Vistos los preceptos legales y la doctrina jurisprudencial citada y demás de general y pertinente aplicación,
Fallo
En atención a todo lo expuesto, la Sección Décima de la Audiencia Provincial de Valencia, en nombre de Su Majestad del Rey
Ha decidido:
PRIMERO .- Se desestima el recurso de apelación interpuesto por D. Felix contra la sentencia dictada el 16 de marzo de 2011 por el Juzgado de Primera Instancia nº 1 de Sagunto en Procedimiento de Divorcio Contencioso 591/2010 .
SEGUNDO.- Se estima parcialmente el recurso de apelación interpuesto por Dña. Macarena contra la sentencia dictada el 16 de marzo de 2011 por el Juzgado de Primera Instancia nº 1 de Sagunto en Procedimiento de Divorcio Contencioso 591/2010 .
TERCERO.- Se revoca la citada resolución y, en su lugar
A) Se estima parcialmente la demanda de Dña. Macarena contra D. Felix en el sentido de condenar a D. Felix al abono de una pensión de alimentos a favor de su hijo mayor de edad Octavio por importe de 200 euros mensuales, pagaderos en las mismas condiciones y con los mismos incrementos que la sentencia de instancia ha fijado en relación con la pensión alimenticia de sus dos hermanos menores.

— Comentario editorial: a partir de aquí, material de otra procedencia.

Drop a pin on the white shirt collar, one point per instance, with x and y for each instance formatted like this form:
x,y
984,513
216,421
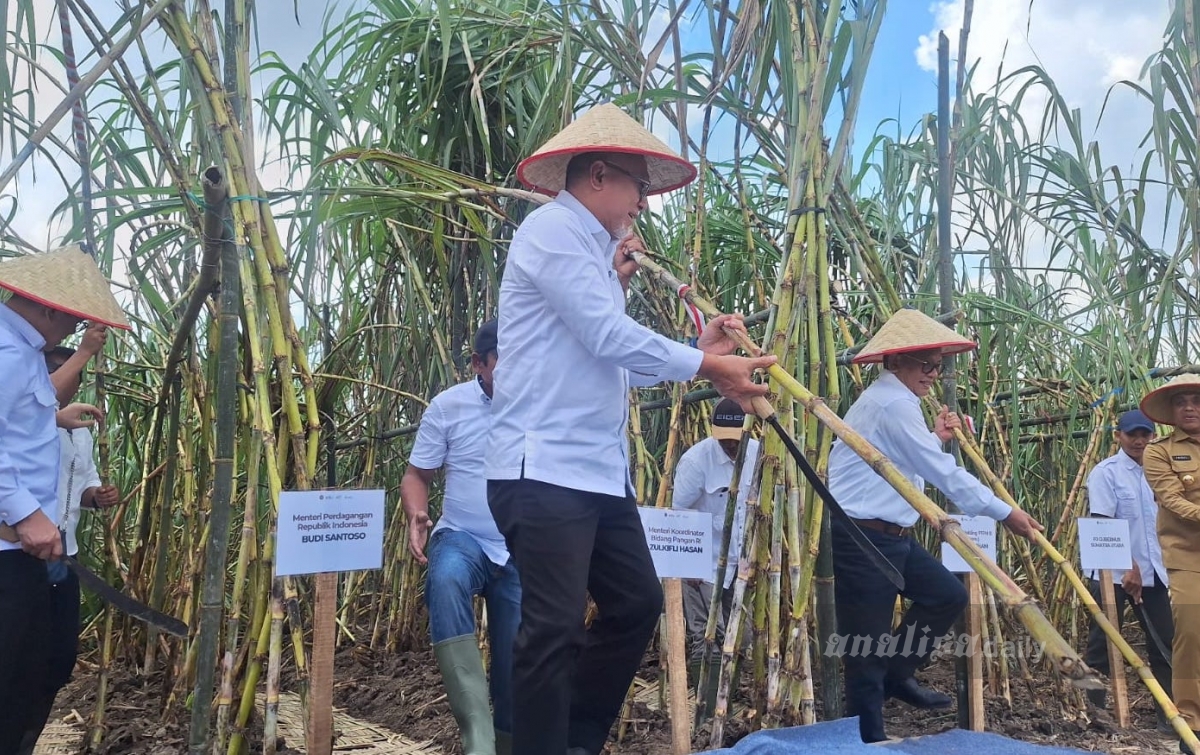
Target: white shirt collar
x,y
591,223
22,327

B) se confirma la sentencia de instancia en todos los demás pronunciamientos
CUARTO.-
No se imponen las costas de esta alzada a ninguno de los apelantes
Contra la presente resolución cabe interponer recurso de casación por interés casacional siempre que concurran las causas y se cumplimenten las exigencias del artículo 477 de la Ley de Enjuiciamiento Civil y, en su caso, y acumuladamente con al anterior, recurso extraordinario por infracción procesal, en un solo escrito, ante ésta Sala, en el plazo de veinte días , contados desde el siguiente a su notificación, adjuntando el depósito preceptivo para recurrir establecido en la Disposición Adicional Decimoquinta de la Ley Orgánica 1/2009, de 3 de noviembre ; salvo que tenga reconocido el derecho a la asistencia jurídica gratuita.
Así por esta nuestra Sentencia, de la que se unirá certificación al rollo, lo pronunciamos, mandamos y firmamos.
PUBLICACIÓN.- Que la anterior sentencia ha sido leída y publicada por el Ilmo. Sr. Magistrado que la dicto, estando celebrando Audiencia Pública la Sección Décima de la Audiencia Provincial en el día de la fecha. Doy fe.